23 Ocak 2008 Çarşamba

duymadığını biliyorum..

Oysaki görmezden geldiğim bir deniz mesafesi vardı arkamda, kulaklarımı tıkadığım yosunlar ve kum taneleri.. Rüzgar sessiz geçerdi omuzlarımdan ve değmezdi kızıl saçlarıma.. Rüzgar.. Rüzgar değse etime yanardı / yakardım ışıkları çakıl taşlarının altlarına ve sonra yine o şarkıyı söylerdim.. Birileri duyardı elbet..

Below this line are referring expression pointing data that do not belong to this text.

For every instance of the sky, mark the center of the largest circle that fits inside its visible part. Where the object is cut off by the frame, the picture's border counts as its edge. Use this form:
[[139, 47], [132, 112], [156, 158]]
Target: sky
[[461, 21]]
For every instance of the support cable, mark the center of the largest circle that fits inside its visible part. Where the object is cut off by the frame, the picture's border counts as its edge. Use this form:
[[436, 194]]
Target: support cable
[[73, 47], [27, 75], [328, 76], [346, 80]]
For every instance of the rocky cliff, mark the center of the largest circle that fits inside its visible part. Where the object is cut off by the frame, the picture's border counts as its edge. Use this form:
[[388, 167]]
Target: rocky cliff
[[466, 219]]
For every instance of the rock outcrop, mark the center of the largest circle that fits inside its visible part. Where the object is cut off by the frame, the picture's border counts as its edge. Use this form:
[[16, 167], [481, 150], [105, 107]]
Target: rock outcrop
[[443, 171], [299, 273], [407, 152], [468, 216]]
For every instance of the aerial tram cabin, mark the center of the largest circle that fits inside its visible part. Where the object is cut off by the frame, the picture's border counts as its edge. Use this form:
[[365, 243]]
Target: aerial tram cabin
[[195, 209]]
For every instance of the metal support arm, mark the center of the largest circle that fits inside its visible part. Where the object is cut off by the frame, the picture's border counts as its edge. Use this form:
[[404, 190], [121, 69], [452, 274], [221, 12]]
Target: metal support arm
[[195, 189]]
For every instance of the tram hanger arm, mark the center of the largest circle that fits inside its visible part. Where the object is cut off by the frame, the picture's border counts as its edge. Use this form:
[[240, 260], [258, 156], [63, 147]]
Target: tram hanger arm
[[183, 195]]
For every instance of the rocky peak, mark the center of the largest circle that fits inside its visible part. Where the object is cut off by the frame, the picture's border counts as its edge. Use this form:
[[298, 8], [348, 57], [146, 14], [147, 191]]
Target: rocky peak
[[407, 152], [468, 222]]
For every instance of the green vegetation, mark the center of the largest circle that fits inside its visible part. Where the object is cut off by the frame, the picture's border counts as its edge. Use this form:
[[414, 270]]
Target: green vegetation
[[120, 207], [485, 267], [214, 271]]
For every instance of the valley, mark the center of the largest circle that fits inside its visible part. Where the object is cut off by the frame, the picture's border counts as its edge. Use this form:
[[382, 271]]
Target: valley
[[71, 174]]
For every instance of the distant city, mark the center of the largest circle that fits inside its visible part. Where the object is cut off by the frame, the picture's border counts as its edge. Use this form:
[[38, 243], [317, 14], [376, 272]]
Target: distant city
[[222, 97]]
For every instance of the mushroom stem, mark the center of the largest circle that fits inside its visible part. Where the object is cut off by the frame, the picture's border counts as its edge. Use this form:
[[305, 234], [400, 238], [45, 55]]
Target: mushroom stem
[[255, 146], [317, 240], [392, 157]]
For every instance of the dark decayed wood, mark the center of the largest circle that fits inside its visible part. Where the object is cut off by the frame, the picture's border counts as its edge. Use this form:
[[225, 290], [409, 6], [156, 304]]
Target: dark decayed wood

Dizlerimde taşıdım ateş böceklerini ve öptüm her birini o gece kenti terk ederken.. Her gece denk düştü ve birazda bende buldu kendini.. Her kılığa girdim, her dili söktüm yerinden ve çözdüğüm daha birçok ten vardı benim.. Anladım bir çok şeyi sonra kendime anlattım sana anlatır gibi.. Senin gibi.. Sana mı yazdım? Hayır.. Bak bunlar havaya, şunlar fısıldayan sözlerine / henüz gözlerin kapalı, açarsan belki.. Onlarda dilindeki peltek erkekliğine..

” Sana mı yazdım” dedi kadın...

Kolay, basit ve sıradan pekilerinden birini çıkıp sundu ki defalarca öldürüp canlandırmıştı çok defa..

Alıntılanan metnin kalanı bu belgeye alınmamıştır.